Çocukların aksine ben hiç sevmiyorum bu karne günlerini.
Ailelerin aksine ben hiç sevmiyorum bu Lise/Üniversite sonuçlarının açıklanacağı günleri.
Aklımda hep aynı soru? Acaba bu sefer kaç kişi canına kıydı?!
Şimdi sizleri düşünmeye davet ediyorum!
Lütfen, biraz düşünün. Çocuğunuzun hayatından önemli değil karnesi, sınav sonucu.! Çocuğunuzun ‘5’ olan Resim dersiyle gurur duyun, ‘1’ olan dersini yerden yere vurmaktansa. Olmuyorsa, olmuyordur işte. Zorlamanın anlamı ne?
Çocuklar,
hayallerinizin peşinden gidin! Sevdiğiniz işi yapın!

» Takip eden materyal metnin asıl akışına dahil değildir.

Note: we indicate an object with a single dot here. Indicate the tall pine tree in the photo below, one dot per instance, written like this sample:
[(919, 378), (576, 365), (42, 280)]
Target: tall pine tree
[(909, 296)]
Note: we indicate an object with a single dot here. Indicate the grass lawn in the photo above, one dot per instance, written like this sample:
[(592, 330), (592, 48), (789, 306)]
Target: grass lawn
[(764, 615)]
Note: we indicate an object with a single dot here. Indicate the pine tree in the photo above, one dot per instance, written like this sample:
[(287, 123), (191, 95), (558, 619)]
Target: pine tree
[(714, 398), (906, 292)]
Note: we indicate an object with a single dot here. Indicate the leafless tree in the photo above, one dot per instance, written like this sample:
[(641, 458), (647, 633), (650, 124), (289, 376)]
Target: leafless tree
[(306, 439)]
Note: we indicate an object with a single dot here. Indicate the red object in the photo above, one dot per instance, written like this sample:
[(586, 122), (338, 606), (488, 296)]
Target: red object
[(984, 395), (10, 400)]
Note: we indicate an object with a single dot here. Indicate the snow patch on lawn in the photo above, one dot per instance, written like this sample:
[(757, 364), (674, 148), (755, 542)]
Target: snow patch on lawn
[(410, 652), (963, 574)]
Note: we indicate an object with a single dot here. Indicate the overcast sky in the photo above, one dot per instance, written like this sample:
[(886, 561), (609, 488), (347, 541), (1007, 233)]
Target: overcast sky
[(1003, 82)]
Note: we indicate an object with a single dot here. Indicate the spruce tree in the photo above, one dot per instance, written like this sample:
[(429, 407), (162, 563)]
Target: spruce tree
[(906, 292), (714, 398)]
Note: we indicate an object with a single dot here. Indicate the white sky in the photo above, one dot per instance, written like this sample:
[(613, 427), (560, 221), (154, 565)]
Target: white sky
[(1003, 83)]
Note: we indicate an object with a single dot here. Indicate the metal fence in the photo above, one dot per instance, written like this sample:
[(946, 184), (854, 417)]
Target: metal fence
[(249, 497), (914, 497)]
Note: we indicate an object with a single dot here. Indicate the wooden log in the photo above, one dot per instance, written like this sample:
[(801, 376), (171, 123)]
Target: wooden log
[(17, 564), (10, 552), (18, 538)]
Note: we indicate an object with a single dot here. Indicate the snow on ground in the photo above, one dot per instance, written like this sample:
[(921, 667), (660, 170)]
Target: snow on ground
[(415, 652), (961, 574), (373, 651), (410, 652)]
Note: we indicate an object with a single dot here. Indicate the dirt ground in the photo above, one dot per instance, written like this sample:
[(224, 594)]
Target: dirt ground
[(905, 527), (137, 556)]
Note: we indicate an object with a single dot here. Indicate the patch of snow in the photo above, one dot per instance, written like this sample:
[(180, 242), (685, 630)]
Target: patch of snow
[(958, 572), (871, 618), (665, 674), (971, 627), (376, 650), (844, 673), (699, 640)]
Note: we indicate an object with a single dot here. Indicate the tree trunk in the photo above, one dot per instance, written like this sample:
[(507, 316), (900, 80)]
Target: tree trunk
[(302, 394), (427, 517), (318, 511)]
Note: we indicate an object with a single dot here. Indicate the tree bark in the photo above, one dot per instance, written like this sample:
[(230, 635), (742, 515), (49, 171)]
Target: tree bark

Bari sizler sevmediği işin yapıp somurtan insanlardan olmayın.
Veliler,
iyi karne, kötü karne yoktur. İyi insan, kötü insan vardır.
çocuklarınızı sevin, çok sevin. İyiler kazanacak, biliyorum. Onlara iyi insan olmayı, vicdanlı olmayı, gülümsemeyi öğretin derslerden önce. En önemli ders bu çünkü! Onlara güvenin. Onların seslerine kulak verin. Zorlamayın.



Çocuklarınızla bol kahkahalı tatiller dilerim!